According to the summaries of product characteristics during clinical trials, the most commonly reported (1/10 or more) adverse reactions were headache and nasopharyngitis. Other common adverse reactions reported (1/100 or more to less than 1/10) include candidiasis of the mouth and throat, upper respiratory tract infections, bronchitis, dysphonia, pyrexia, abdominal pain, arthralgia, back pain and oropharyngeal pain.
Local decision-makers will need to consider the available evidence on efficacy and safety, as well as the licensed indications, cost and individual patient factors, when making decisions about using Relvar Ellipta or another ICS/LABA combination inhaler.

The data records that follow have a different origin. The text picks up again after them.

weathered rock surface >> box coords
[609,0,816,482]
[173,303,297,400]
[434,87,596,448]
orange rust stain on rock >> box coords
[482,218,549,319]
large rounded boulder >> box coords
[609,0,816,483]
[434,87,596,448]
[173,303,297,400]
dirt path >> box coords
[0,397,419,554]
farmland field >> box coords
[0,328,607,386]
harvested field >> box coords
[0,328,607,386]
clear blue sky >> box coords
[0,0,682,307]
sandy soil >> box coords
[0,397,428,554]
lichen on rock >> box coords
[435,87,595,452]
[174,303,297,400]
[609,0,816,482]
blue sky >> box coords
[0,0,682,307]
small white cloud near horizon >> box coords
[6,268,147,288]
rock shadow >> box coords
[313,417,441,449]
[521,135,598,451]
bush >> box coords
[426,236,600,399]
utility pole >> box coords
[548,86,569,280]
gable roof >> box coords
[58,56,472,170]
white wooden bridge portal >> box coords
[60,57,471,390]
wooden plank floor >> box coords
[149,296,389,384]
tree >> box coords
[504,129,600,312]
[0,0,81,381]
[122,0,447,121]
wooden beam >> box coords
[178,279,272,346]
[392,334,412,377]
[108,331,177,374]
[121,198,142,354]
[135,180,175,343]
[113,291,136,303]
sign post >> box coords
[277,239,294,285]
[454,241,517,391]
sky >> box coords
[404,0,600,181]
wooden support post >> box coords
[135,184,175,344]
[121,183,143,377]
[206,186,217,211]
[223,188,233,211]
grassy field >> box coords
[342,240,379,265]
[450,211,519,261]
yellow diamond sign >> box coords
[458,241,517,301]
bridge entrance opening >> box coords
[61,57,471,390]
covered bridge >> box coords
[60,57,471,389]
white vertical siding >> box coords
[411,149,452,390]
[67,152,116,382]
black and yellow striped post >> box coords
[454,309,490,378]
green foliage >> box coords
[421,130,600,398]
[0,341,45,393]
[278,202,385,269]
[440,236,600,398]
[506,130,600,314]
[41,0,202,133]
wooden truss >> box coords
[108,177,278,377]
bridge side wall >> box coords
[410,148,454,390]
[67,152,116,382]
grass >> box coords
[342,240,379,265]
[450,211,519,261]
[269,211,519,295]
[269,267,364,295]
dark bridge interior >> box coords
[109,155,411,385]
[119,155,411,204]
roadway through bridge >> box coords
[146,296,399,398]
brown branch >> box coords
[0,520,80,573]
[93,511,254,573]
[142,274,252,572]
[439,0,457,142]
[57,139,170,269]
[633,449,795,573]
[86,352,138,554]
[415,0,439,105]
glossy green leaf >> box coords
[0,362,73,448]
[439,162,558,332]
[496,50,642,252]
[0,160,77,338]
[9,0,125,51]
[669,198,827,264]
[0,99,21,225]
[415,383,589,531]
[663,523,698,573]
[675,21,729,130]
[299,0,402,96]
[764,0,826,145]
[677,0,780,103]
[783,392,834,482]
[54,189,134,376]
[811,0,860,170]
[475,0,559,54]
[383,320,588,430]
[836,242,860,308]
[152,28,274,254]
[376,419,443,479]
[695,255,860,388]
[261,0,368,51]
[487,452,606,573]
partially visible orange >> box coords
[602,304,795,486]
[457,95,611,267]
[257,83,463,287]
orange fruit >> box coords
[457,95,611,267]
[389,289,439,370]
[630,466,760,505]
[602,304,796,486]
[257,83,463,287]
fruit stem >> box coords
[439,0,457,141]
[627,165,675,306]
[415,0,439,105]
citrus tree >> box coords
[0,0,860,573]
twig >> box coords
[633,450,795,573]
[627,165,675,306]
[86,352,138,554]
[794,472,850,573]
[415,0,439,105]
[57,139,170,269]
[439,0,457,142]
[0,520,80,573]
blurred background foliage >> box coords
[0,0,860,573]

Bateman E, O'Byrne PM, Busse WW et al. (2013) Once-daily fluticasone furoate/vilanterol reduces risk of severe exacerbations in asthma versus fluticasone furoate alone. Thorax doi:10.1136/thoraxjnl-2013-203600
Woodcock A, Bleecker ER, Lotvall J et al. (2013) Efficacy and safety of fluticasone furoate/vilanterol compared with fluticasone propionate/salmeterol combination in adult and adolescent patients with persistent asthma. Chest 144: 1222–9
Busse WW, O'Byrne PM, Bleecker ER et al. (2013) Safety and tolerability of the novel inhaled corticosteroid fluticasone furoate in combination with the β2 agonist vilanterol administered once daily for 52 weeks in patients ≥12 years old with asthma: a randomised trial. Thorax 68: 513–20
'Evidence summaries: new medicines' provide summaries of key evidence for selected new medicines, or for existing medicines with new indications or formulations, that are considered to be of significance to the NHS. The strengths and weaknesses of the relevant evidence are critically reviewed within this summary to provide useful information for those working on the managed entry of new medicines for the NHS, but this summary is not NICE guidance.